The website might have been rebooted, but everything is not working 100% yet. So far, it is running on Kubernetes hosted by Talos Linux in a 3-node cluster. The cluster is using distributed file storage backed by the Piraeus Operator, running in an IPv6-only environment using Cilium CNI with Gateway API enabled. Backups are running using a combination of Velero and a local self-hosted MinIO.

Outstanding Issues

There are still a couple of issues to resolve:

  1. DNS64/NAT64

    • CoreDNS sometimes still gives out A records instead of DNS64 synthesized DNS records.
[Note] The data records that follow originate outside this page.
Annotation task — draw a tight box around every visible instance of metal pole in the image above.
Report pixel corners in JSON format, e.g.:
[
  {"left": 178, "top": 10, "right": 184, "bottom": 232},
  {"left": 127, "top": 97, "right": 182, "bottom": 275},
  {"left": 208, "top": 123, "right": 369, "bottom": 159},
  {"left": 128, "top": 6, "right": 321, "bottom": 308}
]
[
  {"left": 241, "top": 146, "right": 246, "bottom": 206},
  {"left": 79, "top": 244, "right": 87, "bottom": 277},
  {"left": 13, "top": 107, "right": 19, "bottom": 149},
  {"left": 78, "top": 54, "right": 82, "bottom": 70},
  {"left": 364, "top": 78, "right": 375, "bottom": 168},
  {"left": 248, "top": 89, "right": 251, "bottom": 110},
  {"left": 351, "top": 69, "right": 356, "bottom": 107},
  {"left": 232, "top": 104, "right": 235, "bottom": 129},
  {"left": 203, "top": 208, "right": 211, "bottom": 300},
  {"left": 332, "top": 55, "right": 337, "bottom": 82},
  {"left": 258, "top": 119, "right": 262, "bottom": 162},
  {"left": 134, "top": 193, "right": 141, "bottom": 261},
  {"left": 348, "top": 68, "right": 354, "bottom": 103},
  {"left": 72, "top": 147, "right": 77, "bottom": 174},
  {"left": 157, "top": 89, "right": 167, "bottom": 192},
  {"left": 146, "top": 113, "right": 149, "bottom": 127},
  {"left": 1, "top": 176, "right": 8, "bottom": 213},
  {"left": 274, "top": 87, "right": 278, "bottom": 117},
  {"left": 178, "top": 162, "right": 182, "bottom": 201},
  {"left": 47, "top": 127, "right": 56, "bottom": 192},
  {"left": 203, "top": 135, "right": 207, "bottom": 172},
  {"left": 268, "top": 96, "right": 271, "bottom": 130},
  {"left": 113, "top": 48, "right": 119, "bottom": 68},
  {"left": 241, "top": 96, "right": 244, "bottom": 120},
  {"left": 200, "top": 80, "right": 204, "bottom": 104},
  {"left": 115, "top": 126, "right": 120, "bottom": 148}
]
As a result, some images fail to pull if they come from repositories with IPv4-only records.
  2. IaC Deployment - Mostly Complete

    • There is a mix of Terraform, Helm, Kustomize, and ArgoCD. The homelab repo needs some cleanup and consolidation to streamline the deployment process.
  3. Virtualized Compute

    • Currently, Talos Linux is running in VMs inside of Proxmox. Next steps include replacing Proxmox with bare-metal Talos Linux and looking into KubeVirt for any remaining virtualized workloads.
  4. IPv4 Accessibility

    • Using Cloudflare’s proxy to serve IPv4-only clients from the IPv6-only ingress. This works but adds complexity and an external dependency when using anything but standard HTTP/HTTPS connections.

The Good News

But there is good news! We do have a full-stack Kubernetes cluster running. Backups have been tested, and my Immich app has been successfully restored (full documentation still needed).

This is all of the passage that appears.